Stein's legacy in India L-R: Triveni Kala Sangam, New
Delhi; India International Centre, New Delhi; Kashmir Conference Centre,
Srinagar; India Habitat Centre, New Delhi
JOSEPH ALLEN STEIN, the
architect, who died at the age of 89 in Raleigh,
North Carolina, on October 6, was a major icon, quiet and self-effacing.
Stein arrived in India in1952, as head of the newly formed Architecture
and Planning Department at the Bengal Engineering College in Calcutta,
little realising that he would stay on.
Born in 1912 in Omaha, Stein studied under the Finnish architect Eliel
Saarinen at the Cranbrook Academy in Detroit, Michigan, in the early
1930s. This legendary campus, designed by Saarinen and filled with
sculptures by Carl Milles, the Swedish sculptor, influenced Stein's design
philosophy. The American Midwest was the centre of a regional modern
movement influenced by the work and teachings of Frank Lloyd Wright and
Louis Sullivan. The design approach developed was very different to the
Bauhaus modernism then taking hold in Europe, which arrived on the
American shores with the immigration of Walter Gropius, Mies Van der Rohe
and others just before the Second World War. The Bauhaus tended to be
insensitive to local culture and materials of building, and advocated a
hard-edged design philosophy using industrial elements. The influence on
Stein, on the other hand, was a view, which incorporated organic
brick, stone and wood, with a willingness to decorate through texture and
volume, yet retaining a simplicity and human scale. Stein moved to
California in 1938 to work with the Austrian Richard Neutra, who became
another great influence. Neutra's spare, elegant houses were carefully
sited in the California landscape with large glass vistas blurring the
boundaries of interior and exterior. He also married Margaret the same
year, and she became not just a companion, but a crucial design colleague.
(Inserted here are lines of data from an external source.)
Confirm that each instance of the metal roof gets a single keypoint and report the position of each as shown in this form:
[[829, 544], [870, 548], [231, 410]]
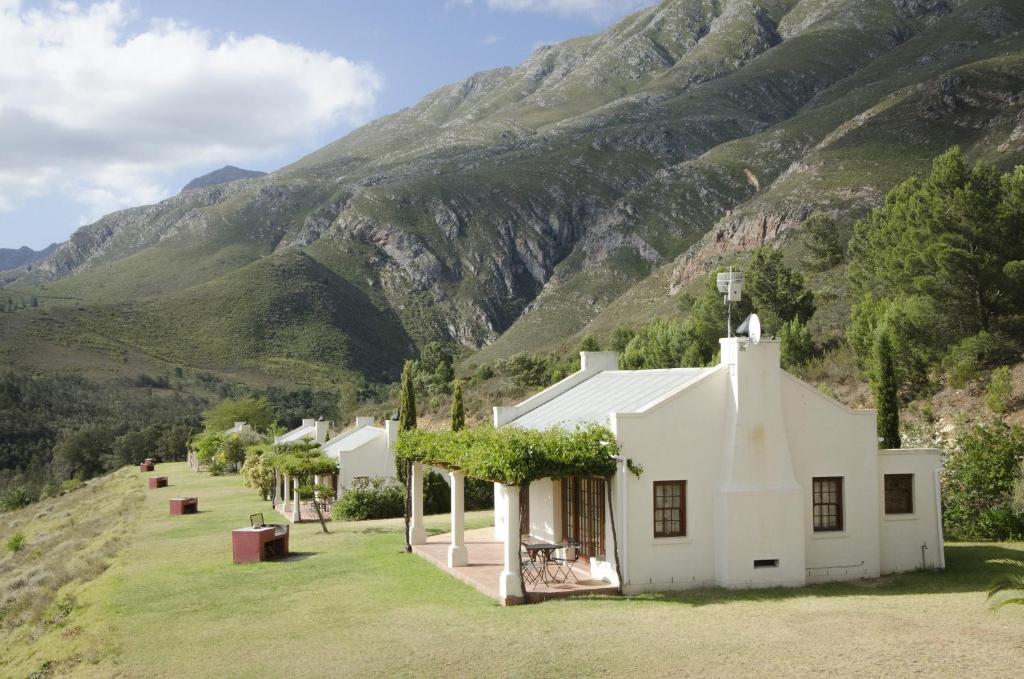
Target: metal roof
[[306, 431], [349, 440], [609, 391]]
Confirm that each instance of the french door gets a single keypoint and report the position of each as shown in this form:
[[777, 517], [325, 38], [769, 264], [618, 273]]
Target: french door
[[583, 513]]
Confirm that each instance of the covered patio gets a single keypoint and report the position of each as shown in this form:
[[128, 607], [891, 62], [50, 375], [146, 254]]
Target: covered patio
[[484, 561], [503, 561]]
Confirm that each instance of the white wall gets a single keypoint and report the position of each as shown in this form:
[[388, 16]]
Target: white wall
[[372, 459], [827, 438], [546, 510], [679, 440], [903, 535]]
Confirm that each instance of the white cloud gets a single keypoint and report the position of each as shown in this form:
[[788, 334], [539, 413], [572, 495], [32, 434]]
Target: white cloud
[[599, 10], [103, 115]]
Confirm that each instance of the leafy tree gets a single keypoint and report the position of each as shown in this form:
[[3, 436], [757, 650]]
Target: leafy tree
[[256, 412], [885, 387], [955, 237], [798, 347], [911, 324], [458, 410], [658, 344], [232, 451], [822, 241], [407, 398], [621, 336], [999, 391], [778, 292], [978, 482], [81, 454]]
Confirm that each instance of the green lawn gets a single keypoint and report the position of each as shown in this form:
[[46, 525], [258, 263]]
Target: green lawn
[[173, 605]]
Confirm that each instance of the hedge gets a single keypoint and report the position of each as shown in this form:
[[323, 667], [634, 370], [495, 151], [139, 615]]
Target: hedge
[[514, 456]]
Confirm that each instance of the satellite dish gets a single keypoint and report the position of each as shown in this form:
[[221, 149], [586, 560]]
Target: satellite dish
[[751, 327], [754, 331]]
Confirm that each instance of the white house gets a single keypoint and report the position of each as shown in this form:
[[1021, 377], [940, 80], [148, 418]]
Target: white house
[[750, 478], [364, 451], [239, 428], [313, 430]]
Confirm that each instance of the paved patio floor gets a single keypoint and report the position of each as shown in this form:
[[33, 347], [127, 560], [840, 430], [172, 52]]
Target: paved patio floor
[[485, 562]]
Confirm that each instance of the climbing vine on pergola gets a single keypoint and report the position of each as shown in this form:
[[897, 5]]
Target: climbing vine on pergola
[[513, 456], [517, 457]]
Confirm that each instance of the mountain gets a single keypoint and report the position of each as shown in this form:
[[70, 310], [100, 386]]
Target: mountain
[[222, 176], [526, 205], [11, 258]]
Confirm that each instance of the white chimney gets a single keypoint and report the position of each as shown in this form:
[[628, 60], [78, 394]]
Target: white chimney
[[598, 361], [321, 431]]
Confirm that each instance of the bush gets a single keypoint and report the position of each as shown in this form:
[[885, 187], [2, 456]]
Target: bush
[[978, 483], [15, 543], [798, 347], [15, 498], [479, 494], [973, 353], [999, 391], [376, 498]]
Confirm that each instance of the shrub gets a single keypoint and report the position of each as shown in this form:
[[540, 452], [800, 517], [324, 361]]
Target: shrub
[[658, 344], [15, 543], [978, 483], [15, 498], [798, 347], [376, 498], [479, 494], [973, 353], [999, 391]]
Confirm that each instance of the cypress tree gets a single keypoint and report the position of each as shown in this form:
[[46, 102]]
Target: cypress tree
[[458, 410], [885, 386], [407, 399]]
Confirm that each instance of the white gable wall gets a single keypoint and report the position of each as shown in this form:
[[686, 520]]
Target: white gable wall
[[828, 439], [903, 535], [680, 439]]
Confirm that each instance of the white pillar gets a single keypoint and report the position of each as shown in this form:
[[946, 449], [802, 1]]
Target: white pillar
[[417, 532], [457, 550], [510, 585]]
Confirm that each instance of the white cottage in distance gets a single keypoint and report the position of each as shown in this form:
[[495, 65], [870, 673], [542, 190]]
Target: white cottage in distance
[[364, 451], [751, 478]]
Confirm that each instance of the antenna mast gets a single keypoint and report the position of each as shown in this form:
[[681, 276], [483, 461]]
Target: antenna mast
[[731, 285]]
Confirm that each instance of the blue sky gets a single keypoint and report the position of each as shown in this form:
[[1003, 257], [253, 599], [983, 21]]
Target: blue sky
[[120, 102]]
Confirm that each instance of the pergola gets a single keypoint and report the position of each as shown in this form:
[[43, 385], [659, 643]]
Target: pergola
[[290, 468], [509, 457]]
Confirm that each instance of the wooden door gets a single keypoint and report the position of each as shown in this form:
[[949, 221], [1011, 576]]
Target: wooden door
[[583, 514]]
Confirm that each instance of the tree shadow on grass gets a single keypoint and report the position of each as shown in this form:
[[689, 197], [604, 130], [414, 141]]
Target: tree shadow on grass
[[966, 570]]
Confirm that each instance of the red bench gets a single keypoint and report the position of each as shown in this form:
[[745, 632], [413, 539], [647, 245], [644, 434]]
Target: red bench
[[183, 506], [250, 545]]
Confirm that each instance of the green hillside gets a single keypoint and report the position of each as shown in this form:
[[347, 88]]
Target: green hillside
[[161, 598]]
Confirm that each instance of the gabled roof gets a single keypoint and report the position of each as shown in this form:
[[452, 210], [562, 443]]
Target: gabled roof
[[295, 435], [609, 391], [351, 439]]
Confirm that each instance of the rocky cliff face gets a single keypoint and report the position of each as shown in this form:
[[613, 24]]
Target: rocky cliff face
[[689, 131]]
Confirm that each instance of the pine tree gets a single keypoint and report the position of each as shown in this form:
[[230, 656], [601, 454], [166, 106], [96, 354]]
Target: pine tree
[[822, 242], [458, 410], [407, 399], [886, 388]]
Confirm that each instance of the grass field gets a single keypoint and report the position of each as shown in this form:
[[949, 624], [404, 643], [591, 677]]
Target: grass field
[[172, 604]]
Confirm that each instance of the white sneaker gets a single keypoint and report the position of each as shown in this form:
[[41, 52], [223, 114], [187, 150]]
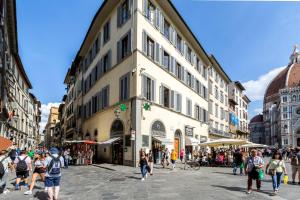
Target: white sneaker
[[6, 191], [29, 192]]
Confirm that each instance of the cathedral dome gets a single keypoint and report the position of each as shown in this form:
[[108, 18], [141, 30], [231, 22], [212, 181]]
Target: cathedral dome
[[288, 77]]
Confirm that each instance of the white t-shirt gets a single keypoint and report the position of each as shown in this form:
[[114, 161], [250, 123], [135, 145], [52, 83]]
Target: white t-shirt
[[5, 162]]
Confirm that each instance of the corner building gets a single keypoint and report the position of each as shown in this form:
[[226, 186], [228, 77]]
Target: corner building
[[140, 80]]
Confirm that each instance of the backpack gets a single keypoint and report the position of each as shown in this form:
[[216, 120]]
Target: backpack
[[54, 166], [2, 170], [22, 165]]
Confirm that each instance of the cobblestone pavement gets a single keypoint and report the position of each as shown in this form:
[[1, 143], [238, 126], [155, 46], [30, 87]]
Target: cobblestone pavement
[[119, 182]]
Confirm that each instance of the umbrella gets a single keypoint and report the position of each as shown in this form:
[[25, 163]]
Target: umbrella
[[254, 145], [223, 142], [5, 143]]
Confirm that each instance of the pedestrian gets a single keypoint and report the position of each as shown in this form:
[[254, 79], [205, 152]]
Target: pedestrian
[[53, 164], [66, 154], [143, 164], [39, 170], [181, 154], [22, 166], [275, 168], [173, 158], [295, 163], [150, 162], [5, 163], [253, 166], [167, 154], [238, 162]]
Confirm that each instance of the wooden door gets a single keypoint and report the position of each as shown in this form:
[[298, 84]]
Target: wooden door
[[176, 146]]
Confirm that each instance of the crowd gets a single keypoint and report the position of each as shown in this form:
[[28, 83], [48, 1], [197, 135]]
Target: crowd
[[37, 163]]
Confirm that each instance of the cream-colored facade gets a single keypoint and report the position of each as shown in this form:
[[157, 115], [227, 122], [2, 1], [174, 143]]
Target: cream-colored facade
[[218, 101], [140, 81]]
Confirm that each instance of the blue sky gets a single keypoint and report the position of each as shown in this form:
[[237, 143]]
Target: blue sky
[[251, 40]]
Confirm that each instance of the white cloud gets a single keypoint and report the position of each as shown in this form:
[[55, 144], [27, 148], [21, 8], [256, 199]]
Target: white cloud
[[258, 111], [45, 108], [255, 89]]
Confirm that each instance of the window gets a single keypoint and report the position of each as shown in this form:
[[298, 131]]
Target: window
[[106, 62], [178, 71], [166, 60], [150, 47], [189, 79], [178, 101], [105, 97], [284, 99], [198, 86], [189, 55], [179, 43], [216, 92], [124, 87], [167, 29], [197, 112], [106, 32], [123, 13], [188, 107], [148, 88], [124, 46], [166, 97]]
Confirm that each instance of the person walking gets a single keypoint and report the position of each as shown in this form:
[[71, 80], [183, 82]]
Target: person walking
[[295, 163], [253, 166], [143, 164], [173, 158], [39, 170], [275, 168], [181, 154], [150, 162], [238, 161], [22, 166], [5, 163], [53, 164]]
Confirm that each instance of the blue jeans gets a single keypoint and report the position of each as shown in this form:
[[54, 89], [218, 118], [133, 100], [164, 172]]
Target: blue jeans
[[276, 179], [143, 170], [235, 166]]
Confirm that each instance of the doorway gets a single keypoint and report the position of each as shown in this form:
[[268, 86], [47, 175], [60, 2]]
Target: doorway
[[117, 147]]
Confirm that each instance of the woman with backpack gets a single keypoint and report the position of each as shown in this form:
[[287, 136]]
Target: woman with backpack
[[275, 168], [39, 170]]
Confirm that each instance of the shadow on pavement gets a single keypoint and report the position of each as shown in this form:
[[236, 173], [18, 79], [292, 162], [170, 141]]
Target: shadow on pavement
[[41, 195], [241, 189]]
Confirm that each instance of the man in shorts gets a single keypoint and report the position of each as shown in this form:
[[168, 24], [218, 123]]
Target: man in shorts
[[53, 164], [22, 166]]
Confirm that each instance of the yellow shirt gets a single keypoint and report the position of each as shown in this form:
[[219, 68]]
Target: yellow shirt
[[277, 165], [173, 155]]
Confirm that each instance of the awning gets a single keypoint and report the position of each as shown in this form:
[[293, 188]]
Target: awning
[[110, 141], [190, 141], [5, 143], [163, 140]]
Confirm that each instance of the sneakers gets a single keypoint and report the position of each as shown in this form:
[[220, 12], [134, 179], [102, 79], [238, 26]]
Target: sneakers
[[29, 192], [6, 191]]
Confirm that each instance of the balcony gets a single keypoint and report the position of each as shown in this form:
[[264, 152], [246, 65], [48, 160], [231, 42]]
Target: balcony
[[214, 131]]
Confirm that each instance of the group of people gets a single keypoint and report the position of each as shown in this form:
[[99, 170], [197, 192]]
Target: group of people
[[40, 163]]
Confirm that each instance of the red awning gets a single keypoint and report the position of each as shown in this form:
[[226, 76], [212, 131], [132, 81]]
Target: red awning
[[5, 143]]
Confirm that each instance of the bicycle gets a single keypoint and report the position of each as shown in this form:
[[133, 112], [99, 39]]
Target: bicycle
[[192, 164]]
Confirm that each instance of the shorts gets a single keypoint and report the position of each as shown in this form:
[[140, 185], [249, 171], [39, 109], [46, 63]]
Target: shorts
[[22, 174], [52, 181], [39, 171]]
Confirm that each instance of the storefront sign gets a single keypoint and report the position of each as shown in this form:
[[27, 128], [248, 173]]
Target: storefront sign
[[158, 129], [189, 131]]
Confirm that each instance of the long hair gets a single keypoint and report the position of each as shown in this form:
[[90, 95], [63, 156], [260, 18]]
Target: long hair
[[277, 153]]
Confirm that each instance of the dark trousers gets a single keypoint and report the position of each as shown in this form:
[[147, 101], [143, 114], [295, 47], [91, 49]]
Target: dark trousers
[[250, 180]]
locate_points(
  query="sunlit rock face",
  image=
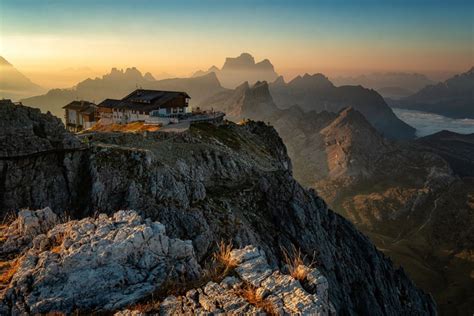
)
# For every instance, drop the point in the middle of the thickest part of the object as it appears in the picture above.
(95, 263)
(212, 183)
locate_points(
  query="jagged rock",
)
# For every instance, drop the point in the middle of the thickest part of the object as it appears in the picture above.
(276, 293)
(231, 182)
(102, 263)
(25, 131)
(28, 224)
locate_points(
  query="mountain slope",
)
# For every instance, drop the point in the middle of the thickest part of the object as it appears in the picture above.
(13, 84)
(400, 194)
(391, 84)
(452, 98)
(240, 69)
(212, 183)
(317, 93)
(119, 83)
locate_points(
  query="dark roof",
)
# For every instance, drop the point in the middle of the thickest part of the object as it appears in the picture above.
(109, 103)
(79, 105)
(143, 100)
(153, 96)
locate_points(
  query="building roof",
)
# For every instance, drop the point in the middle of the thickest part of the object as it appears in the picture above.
(79, 105)
(143, 100)
(109, 103)
(153, 96)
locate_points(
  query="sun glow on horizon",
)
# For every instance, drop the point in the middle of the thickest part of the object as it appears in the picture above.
(57, 44)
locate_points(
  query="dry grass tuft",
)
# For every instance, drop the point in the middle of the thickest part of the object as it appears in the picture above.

Moving north to San Francisco, Stein became a vital part of the design
scene in the Bay Area working with architect John Funk and landscape
designer Garret Eckbo, eventually opening his own office. Living in Mill
Valley, Joe Stein designed a number of houses, which became recognised as major examples of the 'California School'. As a team, they had planned and
designed a large cooperative residential community at 'Ladera' near Palo Alto, which had idealistic social aims of simplicity surrounded by
landscaped beauty in the post-War peace. Unsuccessful in raising
financing, Joe and Margaret Stein moved to Europe in the early 1950s.
Richard Neutra, who had been invited by the Government of West Bengal to
be an adviser, proposed Stein's name as head of the newly formed
Architecture and Planning Department at the Bengal Engineering College in
Calcutta. Accepting the invitation, Stein arrived in 1952, little
realising that he would stay on.
He has written of his initial reaction: "It was a very stimulating,
extraordinarily interesting time, India was almost newly Independent. It
was like coming to the United States when Thomas Jefferson was alive,
something like that. Nehru was Prime Minister, who was an outstanding man.
He had his flaws - many great men are flawed, maybe all human beings are
flawed. But he was an extraordinarily beautiful and intelligent man, and
he cast an aura over India that was very attractive. At that time the
memory of Gandhi and Tagore was fresh and bright in India, and had very
much influence among the students. So students were very attractive people
to work with... they were idealistic and dedicated."